Why do you always hear people say, "Oh, yeah, well, he's just a Rush wannabe." Well, why would you want to be Rush Limbaugh? I mean besides the $35 million a year and the jet and everything else, but why would you want to be Rush Limbaugh? You wanted to be Rush Limbaugh because he was successful. It's the Lemmings things. It's the same. It's happening with the market right now: One person goes in and then they're successful, they pull their money out and they've saved themselves and then everybody else is like, "Yeah, we've got to do with that guy did." Because he was so wildly successful and he saved the AM band, there was no other programming like it and so stations all across the country said, "Can you do that? You get on. You do things like that." He changed the AM band.
If you add the Fairness Doctrine in, these radio stations will go out of business. They won't be able to have the ratings. I've seen it happen. Clear Channel, for all of the horrible things that people say about Clear Channel, oh, they're just bad with the Bush administration. Do you know who partially funded Air America?

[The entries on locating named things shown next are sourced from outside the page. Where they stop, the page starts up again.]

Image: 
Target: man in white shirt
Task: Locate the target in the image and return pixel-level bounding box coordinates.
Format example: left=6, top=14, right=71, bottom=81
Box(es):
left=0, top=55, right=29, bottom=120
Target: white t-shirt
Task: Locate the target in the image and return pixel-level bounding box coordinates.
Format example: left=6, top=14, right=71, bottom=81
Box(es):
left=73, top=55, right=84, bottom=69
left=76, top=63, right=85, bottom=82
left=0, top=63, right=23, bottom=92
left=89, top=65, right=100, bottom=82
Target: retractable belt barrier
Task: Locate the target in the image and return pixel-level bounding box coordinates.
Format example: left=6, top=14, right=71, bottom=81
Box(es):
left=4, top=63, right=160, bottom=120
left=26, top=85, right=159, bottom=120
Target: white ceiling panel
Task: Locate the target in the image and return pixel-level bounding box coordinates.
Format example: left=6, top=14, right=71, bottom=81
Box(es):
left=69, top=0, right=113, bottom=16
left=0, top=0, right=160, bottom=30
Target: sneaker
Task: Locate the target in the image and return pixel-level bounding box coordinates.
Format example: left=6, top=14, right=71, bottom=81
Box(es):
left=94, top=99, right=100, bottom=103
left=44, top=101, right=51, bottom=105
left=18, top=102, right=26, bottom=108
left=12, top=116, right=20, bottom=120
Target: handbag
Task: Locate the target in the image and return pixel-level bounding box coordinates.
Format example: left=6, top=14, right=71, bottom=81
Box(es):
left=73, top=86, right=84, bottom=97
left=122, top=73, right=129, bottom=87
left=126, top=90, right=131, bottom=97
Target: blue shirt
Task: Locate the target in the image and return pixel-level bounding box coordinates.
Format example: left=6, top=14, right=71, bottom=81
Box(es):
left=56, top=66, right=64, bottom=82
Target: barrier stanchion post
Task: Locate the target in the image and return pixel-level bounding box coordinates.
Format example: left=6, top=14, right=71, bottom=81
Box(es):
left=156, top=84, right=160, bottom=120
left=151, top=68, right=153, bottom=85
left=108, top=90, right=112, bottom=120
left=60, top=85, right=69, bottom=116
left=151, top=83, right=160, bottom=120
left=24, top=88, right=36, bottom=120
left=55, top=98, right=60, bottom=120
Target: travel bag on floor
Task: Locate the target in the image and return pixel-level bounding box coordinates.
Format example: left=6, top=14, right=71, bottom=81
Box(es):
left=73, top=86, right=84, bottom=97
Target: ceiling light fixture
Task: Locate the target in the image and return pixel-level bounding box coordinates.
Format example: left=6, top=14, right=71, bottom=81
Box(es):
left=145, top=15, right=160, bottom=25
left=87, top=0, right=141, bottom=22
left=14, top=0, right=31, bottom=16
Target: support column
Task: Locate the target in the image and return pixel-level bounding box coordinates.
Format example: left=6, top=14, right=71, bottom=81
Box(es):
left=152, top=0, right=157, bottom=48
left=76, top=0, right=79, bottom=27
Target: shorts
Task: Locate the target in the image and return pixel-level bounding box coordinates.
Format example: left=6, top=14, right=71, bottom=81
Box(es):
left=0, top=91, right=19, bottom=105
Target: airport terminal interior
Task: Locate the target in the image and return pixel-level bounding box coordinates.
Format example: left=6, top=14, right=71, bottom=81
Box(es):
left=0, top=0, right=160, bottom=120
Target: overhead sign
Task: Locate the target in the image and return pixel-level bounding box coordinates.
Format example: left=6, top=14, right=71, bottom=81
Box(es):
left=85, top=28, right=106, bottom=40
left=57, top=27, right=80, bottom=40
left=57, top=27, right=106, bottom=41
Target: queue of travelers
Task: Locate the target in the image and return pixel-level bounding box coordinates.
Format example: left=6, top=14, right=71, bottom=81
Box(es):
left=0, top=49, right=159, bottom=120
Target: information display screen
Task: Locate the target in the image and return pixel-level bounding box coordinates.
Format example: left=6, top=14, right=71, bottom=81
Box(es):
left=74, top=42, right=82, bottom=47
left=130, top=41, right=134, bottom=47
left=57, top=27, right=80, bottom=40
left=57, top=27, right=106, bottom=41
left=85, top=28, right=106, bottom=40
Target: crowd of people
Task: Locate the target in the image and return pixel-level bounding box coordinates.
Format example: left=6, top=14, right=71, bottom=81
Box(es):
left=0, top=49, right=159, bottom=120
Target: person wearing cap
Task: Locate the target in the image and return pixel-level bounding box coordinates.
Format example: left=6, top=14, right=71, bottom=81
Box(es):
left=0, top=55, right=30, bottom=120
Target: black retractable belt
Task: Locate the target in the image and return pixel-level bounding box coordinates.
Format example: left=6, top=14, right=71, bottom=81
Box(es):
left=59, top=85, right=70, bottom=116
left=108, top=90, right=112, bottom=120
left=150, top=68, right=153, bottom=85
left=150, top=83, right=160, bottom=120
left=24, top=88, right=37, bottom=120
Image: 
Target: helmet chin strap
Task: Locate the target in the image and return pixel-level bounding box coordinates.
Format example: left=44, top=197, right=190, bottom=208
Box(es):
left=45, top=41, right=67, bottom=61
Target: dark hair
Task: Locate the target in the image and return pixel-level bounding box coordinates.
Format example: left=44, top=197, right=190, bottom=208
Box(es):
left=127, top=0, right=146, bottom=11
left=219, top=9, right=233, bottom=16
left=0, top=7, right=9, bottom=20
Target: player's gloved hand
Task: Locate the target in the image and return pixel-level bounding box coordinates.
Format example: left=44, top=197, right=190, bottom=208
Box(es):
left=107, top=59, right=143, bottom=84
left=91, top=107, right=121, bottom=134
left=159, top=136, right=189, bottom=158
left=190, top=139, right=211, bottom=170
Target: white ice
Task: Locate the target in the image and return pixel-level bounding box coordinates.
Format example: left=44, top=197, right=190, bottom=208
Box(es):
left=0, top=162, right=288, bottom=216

Do you know who went on and put more Air America stations on than any other company? Clear Channel. Clear Channel. They saw the same thing that we've been talking about on this program for quite a while. We're dividing ourselves. We've got to unite. And you know what? It doesn't hurt the AM band. The real theory was it doesn't hurt the AM band if you can bring the other half of the population to the AM band. Why do you come to the AM band? You come for talk radio and you come for news radio. That's why. You come for these two things. "Well, didn't we used to have the Fairness Doctrine?" "We played music at the time." "But I remember there was an awful lot of talk, too." Yeah, you know what it was? "95 KJR. Good morning, it's Charlie Brown." That's what it was. That's what it was. It wasn't this. We've never had this. And these people are going to try to snuff out your voice.